AYZIT: Benim de altını çizmek istediğim, genellikle yemek ve müzik göz önünde bulundurulmadan, kendi din anlayışı üzerinden bir yerlilik oluşturuyor insan kaçınılmaz olarak. Yani dindarsa yerlidir, Türkiye'de genel görüş budur. 'Yerleşik düzen' diyoruz mesela. Birileri ise ben daha önce yerleştim, bu dindarlar ülkeyi elimizden alacaklar diyor AK Parti'ye muhalefet ederken. Sahipleniyor, burası benim diyor. Dindar kesim de, biz asıl yerliyiz, onlar gelip elimizden aldılar, bu yüzden geri almamız lazım diyor. Bugünkü siyasi tartışma da bunun üzerinden dönüyor. Konuya din üzerinden yaklaşınca tamamen dindar veya dindar olmayan şeklinde ikiye ayrılıyor yerliliğe bakış. Ama yemeğe falan girildiğinde, dediğiniz gibi çok farklılaşıyor.

KAYRA: Mesela Starbucks'a yerli rakip açılıyor, Kahve Dünyası gibi. Peki o yerli mi? Değil aslında.

UMAY: Kahve Dünyası konsepti kahvehaneden evrilen bir şey değil ki. Yani birileri şunu düşünmüyorlar.

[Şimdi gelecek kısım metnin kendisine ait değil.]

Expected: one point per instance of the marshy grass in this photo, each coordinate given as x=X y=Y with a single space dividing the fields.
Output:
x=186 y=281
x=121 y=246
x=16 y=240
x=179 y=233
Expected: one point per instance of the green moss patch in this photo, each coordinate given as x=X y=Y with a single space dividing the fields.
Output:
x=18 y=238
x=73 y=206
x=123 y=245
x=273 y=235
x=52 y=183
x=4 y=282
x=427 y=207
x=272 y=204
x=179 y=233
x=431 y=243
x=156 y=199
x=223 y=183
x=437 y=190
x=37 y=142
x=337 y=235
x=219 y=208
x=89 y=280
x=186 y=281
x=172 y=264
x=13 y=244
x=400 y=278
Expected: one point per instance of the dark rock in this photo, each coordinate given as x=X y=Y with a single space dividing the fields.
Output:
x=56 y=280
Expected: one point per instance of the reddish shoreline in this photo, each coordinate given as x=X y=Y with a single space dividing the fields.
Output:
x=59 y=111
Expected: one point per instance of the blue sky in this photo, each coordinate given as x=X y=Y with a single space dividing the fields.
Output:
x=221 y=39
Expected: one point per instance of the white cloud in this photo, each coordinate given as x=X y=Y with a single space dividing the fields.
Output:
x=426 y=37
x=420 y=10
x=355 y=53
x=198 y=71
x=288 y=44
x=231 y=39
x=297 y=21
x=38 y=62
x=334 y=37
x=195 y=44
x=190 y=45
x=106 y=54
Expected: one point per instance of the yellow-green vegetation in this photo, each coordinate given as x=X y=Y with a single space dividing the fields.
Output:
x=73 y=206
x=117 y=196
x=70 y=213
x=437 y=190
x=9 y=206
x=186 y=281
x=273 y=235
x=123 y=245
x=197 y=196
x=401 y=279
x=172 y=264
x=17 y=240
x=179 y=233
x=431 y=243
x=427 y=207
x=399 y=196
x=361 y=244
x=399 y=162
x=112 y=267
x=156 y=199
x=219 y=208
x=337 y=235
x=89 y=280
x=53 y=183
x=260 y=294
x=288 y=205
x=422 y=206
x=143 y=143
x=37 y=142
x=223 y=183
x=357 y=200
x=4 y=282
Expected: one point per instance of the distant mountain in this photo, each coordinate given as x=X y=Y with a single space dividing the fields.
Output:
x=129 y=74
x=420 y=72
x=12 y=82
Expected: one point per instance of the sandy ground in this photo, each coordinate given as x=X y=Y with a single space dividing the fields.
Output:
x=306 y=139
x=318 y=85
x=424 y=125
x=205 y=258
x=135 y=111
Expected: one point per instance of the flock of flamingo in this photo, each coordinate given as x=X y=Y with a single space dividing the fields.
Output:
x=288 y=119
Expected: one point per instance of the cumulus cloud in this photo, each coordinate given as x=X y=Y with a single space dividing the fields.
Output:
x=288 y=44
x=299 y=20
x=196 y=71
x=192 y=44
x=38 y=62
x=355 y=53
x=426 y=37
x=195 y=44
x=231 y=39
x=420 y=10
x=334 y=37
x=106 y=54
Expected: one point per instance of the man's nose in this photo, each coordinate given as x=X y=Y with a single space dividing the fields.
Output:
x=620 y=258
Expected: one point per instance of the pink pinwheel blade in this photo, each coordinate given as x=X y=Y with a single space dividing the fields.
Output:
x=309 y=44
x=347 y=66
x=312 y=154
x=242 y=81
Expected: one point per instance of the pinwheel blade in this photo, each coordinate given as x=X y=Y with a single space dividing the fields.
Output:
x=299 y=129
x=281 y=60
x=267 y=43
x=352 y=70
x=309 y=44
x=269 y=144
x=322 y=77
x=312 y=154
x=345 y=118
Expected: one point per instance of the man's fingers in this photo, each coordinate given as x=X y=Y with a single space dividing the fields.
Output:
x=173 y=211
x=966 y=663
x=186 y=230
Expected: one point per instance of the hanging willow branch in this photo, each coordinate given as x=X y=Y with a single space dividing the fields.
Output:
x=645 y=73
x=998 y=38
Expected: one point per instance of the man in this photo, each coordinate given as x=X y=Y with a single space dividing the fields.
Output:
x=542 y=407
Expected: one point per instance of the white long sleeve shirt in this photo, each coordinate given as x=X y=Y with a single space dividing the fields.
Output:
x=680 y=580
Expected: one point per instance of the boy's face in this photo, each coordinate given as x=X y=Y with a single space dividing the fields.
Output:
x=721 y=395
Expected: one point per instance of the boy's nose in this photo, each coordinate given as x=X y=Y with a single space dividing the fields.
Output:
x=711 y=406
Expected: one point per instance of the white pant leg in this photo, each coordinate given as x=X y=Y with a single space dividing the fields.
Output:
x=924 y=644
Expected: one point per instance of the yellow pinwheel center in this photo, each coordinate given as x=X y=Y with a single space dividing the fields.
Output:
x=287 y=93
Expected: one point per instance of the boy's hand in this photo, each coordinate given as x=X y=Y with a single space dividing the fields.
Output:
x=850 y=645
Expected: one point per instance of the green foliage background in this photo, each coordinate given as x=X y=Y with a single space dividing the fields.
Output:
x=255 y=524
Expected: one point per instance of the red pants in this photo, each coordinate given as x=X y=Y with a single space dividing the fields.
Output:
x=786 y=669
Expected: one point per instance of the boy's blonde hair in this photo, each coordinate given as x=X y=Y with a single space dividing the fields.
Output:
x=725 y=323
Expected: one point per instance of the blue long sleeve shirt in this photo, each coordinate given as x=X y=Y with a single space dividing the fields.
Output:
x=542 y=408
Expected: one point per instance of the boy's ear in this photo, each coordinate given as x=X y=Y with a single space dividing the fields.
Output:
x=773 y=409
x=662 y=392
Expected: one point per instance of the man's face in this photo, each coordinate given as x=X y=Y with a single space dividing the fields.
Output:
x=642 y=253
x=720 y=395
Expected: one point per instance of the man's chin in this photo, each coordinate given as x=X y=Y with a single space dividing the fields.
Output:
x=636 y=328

Eskiden kamusal alana kadınlar çok çıkmadığı için erkekler gidip oralarda kahve içiyorlardı, kahve çeşidi de azdı. Şimdi dünyada kahve çeşidi çoğaldı ve ihtiyaçlar farklılaştı. Kadınlar da artık dışarda oturuyor. Hadi biz ona göre bir şey yapalım gibi bir evrim değil. Starbucks geldikten sonra oluşan böyle bir hızlı kahve tüketimi, bir kahve içelim kültürü, yerli bir kültür değil. Yani başka bir şeye bakarak kendini onun üzerinden tanımlamak gibi.

MERGEN: Çerkeslerin de içine kapanması, kendi içlerinde evlilik yapması falan kendi yerliliğini koruma isteğiyle ilgili. Genel geçer yerlilik tanımının içinde alt kümeler onlar, alt katmanlar. Çünkü biz daha büyük düzlemde bir medeniyet çatışması olarak algılıyoruz yerliliği, entelektüel bir konu olarak ele alıyoruz. Hâlbuki Türkiye'deki Çerkesler gibi topluluklar Türk aidiyetine karşı kendi yerliliğini korumak olarak algılıyor.

ÜLGEN: Demek ki psikolojik bir şey.

UMAY: Tabii tabii, ait olmak… Küçük bir kısa film var, Mültecilik Yerini Yadırgamaktır diye. Suda yaşayan foku küvete koyuyorlar, su var, yemek var, hiçbir tehdit yok ama hayvan orayı yadırgıyor, garipsiyor. Bir zebranın oturma odasına konması gibi bir şey. Bir noktada herhalde yerlileşmek de nerden geldiğine, ne olduğuna bakmaksızın yerini yadırgamamak o zaman.

BÜGÜ TEKİN: Ben bu meseleye biraz daha üstten bakıyorum. Yerliliğin dejenere edilmesi, bir bakıma silinmeye çalışılmasına bir politik görüş olarak bakıyorum. Yerlilik dediğim zaman aklımıza Türkiye geliyor. Türkiye'nin bu noktadaki varlığı bir şekilde Batı'yı yüzyıllardan beri rahatsız ediyor. Niye? Çünkü istedikleri gibi at koşturup Ortadoğu'da istedikleri hamleleri yapamadılar. Biz Ortadoğu'ya sahip çıkma iddiasının gereklerini tam olarak yapamasak bile bundan oldukça rahatsızlar.

ÜLGEN:
O zaman; biz bir yerli arıyoruz mu diyeceğiz?

UMAY: Evet, aranan yerli bulunamadı!